Dietary isothiocyanates, glutathione S-transferase polymorphisms and colorectal cancer risk in the Singapore Chinese Health Study.

Notes: 

57% reduction in colon cancer risk among high versus low consumers of ITC, among individuals with both GSTM1 and T1 null genotypes. ITCs from cruciferous vegetables modify risk of colorectal cancer in individuals with low glutathione S-transferases (GST) activity. Glucosinolate degradation products act as anticarcinogens by inducing phase II conjugating enzymes, in particular GSTs.

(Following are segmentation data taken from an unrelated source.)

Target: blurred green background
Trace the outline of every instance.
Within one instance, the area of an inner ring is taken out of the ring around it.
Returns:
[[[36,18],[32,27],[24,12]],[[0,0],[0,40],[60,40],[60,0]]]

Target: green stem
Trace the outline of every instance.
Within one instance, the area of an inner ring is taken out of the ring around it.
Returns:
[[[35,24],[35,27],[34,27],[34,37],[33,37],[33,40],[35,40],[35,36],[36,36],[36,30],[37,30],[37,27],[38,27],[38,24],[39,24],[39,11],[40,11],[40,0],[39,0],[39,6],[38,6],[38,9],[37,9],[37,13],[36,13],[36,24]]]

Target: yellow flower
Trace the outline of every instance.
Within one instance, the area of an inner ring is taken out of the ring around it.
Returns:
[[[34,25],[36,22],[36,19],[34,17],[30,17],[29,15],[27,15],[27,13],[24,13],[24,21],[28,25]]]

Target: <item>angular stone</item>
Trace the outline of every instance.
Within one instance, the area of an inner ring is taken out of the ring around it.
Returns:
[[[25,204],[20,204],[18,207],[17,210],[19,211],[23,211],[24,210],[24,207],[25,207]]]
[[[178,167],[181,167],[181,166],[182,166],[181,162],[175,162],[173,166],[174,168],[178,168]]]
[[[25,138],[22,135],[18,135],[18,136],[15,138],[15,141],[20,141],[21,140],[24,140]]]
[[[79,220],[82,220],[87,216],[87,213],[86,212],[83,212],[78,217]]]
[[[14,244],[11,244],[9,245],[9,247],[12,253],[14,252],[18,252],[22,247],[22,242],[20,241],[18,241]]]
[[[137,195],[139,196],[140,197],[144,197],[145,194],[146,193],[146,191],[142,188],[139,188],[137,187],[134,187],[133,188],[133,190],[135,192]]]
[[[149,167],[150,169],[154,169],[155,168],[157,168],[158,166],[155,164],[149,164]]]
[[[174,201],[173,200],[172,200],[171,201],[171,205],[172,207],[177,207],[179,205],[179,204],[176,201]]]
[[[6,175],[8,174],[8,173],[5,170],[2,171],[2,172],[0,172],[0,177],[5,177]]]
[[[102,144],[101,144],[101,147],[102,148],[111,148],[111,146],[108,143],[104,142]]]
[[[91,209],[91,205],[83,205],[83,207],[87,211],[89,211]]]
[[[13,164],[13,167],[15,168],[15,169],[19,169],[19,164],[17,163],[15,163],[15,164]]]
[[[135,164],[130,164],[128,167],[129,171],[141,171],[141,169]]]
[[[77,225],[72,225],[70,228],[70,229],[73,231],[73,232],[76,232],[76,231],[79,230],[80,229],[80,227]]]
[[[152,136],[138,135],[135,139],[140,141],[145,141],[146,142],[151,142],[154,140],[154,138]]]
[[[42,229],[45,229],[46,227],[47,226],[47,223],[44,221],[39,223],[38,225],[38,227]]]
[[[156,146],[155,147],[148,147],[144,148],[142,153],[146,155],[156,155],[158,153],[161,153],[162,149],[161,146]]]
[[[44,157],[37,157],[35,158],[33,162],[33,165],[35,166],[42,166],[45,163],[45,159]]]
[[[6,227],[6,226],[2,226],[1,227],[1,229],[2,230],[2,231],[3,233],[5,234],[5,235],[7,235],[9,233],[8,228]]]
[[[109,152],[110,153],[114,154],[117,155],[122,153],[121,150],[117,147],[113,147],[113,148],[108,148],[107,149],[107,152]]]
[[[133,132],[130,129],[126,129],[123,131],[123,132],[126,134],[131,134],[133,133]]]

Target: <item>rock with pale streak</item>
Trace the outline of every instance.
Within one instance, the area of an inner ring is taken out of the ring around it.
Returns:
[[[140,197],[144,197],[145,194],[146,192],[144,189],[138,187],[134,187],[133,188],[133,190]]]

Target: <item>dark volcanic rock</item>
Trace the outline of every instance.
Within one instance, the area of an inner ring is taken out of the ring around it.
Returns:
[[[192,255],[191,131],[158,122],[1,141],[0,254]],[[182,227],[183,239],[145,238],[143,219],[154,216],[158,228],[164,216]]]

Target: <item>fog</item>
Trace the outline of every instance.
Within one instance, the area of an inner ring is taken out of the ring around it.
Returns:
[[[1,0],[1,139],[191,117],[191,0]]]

TitleDietary isothiocyanates, glutathione S-transferase polymorphisms and colorectal cancer risk in the Singapore Chinese Health Study.
Publication TypeJournal Article
Year of Publication2002
AuthorsSeow A, Yuan J-M, Sun C-L, Van Den Berg D, Lee H-P, Yu MC
JournalCarcinogenesis
Volume23
Issue12
Pagination2055-61
Date Published2002 Dec
ISSN0143-3334
KeywordsCase-Control Studies, Colonic Neoplasms, Colorectal Neoplasms, diet, Female, Genotype, Glutathione Transferase, Humans, Isothiocyanates, Male, Mouth Mucosa, Odds Ratio, Polymorphism, Genetic, Questionnaires, Rectal Neoplasms, Risk Factors, Singapore, Time Factors
Abstract

Dietary intake of cruciferous vegetables (Brassica spp.) has been inversely related to colorectal cancer risk, and this has been attributed to their high content of glucosinolate degradation products such as isothiocyanates (ITCs). These compounds act as anticarcinogens by inducing phase II conjugating enzymes, in particular glutathione S-transferases (GSTs). These enzymes also metabolize ITCs, such that the protective effect of cruciferous vegetables may predicate on GST genotype. The Singapore Chinese Health Study is a prospective investigation among 63,257 middle-aged men and women, who were enrolled between April 1993 and December 1998. In this nested case-control analysis, we compared 213 incident cases of colorectal cancer with 1194 controls. Information on dietary ITC intake from cruciferous vegetables, collected at recruitment via a semi-quantitative food frequency questionnaire, was combined with GSTM1, T1 and P1 genotype from peripheral blood lymphocytes or buccal mucosa. When categorized into high (greater than median) and low (less than/equal to median) intake, dietary ITC was slightly lower in cases than controls but the difference was not significant [odds ratio (OR) 0.81, 95% confidence interval (CI) 0.59-1.12]. There were no overall associations between GSTM1, T1 or P1 genotypes and colorectal cancer risk. However, among individuals with both GSTM1 and T1 null genotypes, we observed a 57% reduction in risk among high versus low consumers of ITC (OR 0.43, 95% CI 0.20-0.96), in particular for colon cancer (OR 0.31, 0.12-0.84). Our results are compatible with the hypothesis that ITCs from cruciferous vegetables modify risk of colorectal cancer in individuals with low GST activity. Further, this gene-diet interaction may be important in studies evaluating the effect of risk-enhancing compounds in the colorectum.